Charlotte Barbeau Desjardins and Leila Desrosiers’ Montreal-based object and furniture design studio, barbeau desrosiers, stands behind what it makes. Estimating the life expectancy of their collectibles, Desrosiers suggests, “It’s a piece that is probably going to last for hundreds of years.” The items we collectively consider are from Série 6000: a bench (BS6000), a stool (TS6000), and a table (CS6000). The collection is marked by its stark extruded-aluminum construction, which is more often used, Barbeau Desjardins says, “to build big bridges and buildings. It’s more structural and not often used for furniture.”

At the outset, most items were made from scrap metal salvaged from industrial sites, but as the studio has received more commissions, the UQAM School of Design graduates have begun using new aluminum for their designs. The duo likes working with recycled material, but using new metal does not substantially change the environmental impact and cuts precious hours off an unwieldly production process.
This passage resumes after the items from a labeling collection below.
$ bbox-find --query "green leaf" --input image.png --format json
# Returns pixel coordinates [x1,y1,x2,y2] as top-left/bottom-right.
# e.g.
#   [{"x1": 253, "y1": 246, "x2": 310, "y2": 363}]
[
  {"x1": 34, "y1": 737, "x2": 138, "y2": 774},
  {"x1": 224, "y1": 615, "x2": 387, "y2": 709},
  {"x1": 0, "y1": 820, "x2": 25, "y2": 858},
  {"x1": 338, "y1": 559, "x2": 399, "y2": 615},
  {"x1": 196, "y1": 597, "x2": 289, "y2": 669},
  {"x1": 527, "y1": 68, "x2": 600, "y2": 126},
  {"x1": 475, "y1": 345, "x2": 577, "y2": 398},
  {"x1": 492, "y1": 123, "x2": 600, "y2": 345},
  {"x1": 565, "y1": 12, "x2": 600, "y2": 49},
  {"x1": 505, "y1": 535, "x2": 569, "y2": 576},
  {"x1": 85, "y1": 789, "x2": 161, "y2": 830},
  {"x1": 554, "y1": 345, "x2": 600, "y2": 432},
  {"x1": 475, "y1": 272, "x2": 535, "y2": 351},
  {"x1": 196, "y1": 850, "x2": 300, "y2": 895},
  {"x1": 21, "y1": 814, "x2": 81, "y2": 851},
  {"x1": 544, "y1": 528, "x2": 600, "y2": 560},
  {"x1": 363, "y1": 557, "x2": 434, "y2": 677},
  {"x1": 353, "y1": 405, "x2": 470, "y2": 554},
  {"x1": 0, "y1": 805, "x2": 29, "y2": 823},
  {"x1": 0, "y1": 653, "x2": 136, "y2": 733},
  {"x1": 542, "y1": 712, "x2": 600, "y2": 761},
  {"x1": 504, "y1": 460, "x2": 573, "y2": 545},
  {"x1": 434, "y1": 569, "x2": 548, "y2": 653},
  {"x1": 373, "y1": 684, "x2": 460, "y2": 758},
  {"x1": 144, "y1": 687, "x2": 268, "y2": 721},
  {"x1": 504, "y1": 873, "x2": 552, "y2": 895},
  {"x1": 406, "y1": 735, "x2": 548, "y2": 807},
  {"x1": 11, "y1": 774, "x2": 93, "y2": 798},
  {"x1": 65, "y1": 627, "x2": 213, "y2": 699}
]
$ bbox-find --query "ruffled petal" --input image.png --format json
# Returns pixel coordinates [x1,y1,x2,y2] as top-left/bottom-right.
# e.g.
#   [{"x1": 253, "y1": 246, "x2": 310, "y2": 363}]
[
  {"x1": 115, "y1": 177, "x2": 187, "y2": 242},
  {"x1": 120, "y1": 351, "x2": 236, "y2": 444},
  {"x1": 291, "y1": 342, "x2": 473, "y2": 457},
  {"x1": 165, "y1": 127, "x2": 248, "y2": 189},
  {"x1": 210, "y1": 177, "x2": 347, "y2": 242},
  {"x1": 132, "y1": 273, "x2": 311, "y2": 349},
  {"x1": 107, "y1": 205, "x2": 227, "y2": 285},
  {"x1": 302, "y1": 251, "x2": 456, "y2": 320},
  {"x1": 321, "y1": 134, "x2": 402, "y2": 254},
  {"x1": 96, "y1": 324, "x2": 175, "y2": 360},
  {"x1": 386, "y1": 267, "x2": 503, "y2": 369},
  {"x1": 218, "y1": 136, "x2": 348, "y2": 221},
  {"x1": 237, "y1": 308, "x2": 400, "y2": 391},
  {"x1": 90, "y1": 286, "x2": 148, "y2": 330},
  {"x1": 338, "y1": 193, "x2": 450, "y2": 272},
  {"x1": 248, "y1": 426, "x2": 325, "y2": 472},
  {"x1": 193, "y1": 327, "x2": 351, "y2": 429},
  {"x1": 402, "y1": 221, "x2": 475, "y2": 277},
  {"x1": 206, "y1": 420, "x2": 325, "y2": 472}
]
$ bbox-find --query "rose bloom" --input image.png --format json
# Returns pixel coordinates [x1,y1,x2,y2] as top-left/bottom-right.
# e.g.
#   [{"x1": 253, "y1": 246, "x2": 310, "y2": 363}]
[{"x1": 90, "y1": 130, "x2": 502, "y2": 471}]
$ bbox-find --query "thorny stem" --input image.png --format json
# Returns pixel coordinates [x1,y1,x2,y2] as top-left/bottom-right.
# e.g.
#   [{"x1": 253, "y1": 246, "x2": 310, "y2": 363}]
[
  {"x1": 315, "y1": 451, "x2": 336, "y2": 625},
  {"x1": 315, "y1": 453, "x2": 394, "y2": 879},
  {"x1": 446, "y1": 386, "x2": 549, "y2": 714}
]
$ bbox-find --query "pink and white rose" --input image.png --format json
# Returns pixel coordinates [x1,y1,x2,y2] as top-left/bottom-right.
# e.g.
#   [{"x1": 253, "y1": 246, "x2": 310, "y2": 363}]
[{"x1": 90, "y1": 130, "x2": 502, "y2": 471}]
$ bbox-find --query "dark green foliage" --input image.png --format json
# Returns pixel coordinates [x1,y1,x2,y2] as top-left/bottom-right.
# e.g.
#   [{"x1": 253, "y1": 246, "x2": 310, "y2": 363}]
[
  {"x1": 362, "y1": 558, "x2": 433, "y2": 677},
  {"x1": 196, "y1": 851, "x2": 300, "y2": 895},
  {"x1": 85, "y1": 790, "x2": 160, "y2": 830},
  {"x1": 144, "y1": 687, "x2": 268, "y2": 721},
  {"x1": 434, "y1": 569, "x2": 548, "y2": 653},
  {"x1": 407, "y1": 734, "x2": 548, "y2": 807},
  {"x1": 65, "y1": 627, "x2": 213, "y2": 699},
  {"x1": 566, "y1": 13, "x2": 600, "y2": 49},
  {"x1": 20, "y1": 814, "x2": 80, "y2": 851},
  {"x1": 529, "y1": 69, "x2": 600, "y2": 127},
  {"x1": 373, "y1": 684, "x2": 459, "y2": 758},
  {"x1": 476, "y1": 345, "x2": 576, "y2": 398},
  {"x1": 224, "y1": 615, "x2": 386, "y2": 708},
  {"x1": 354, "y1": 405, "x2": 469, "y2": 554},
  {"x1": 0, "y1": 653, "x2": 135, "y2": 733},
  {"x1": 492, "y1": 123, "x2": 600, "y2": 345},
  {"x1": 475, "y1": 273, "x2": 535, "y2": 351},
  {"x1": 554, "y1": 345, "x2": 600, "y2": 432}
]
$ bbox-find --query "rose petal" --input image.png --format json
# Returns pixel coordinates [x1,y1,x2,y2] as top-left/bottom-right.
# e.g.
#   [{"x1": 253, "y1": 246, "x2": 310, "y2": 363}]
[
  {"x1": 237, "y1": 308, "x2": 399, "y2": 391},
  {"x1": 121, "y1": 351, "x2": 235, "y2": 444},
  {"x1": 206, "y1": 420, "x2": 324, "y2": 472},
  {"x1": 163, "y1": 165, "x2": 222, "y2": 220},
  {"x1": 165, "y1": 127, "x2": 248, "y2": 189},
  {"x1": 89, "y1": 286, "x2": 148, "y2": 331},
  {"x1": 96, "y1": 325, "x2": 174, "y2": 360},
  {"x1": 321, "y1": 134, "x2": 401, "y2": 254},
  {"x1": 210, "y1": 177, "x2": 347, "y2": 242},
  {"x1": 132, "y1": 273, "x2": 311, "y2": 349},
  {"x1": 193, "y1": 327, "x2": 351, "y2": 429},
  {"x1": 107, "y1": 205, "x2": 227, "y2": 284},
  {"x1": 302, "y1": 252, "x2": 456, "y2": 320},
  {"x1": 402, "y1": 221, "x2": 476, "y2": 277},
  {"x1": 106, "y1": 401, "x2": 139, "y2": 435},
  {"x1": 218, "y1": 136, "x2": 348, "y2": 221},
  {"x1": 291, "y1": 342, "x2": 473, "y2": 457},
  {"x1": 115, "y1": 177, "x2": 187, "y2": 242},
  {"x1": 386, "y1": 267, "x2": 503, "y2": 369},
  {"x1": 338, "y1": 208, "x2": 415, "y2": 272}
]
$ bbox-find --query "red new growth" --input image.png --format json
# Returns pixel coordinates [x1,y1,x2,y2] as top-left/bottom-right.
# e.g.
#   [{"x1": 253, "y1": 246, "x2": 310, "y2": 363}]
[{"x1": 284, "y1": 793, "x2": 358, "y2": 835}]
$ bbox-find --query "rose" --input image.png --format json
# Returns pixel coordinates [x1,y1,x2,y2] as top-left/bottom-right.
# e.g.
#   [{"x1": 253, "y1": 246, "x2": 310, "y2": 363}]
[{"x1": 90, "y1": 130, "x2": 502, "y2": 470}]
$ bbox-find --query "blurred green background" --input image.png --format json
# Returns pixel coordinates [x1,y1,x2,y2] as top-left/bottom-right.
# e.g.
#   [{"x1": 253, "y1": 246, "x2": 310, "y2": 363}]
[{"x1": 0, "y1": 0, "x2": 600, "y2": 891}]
“We complement each other really, really well,” Barbeau Desjardins figures, noting she’s on the “more technical side of things,” while Desrosiers is more cognizant of trends. “I follow Leila blindly for that, and she’s the one who sets the tone.” Hence the striking colours of the overtly industrial Série 6000 pieces, a counterpoint to the technical complexity, efficiency, and aesthetic brutality of the aluminum construction. The yin-yang relationship between the objects’ precision-cut aluminum and playful, vibrant anodized colours reflects their makers’ fusion of styles—which culminates in furniture beautiful enough to keep for a hundred years, at least.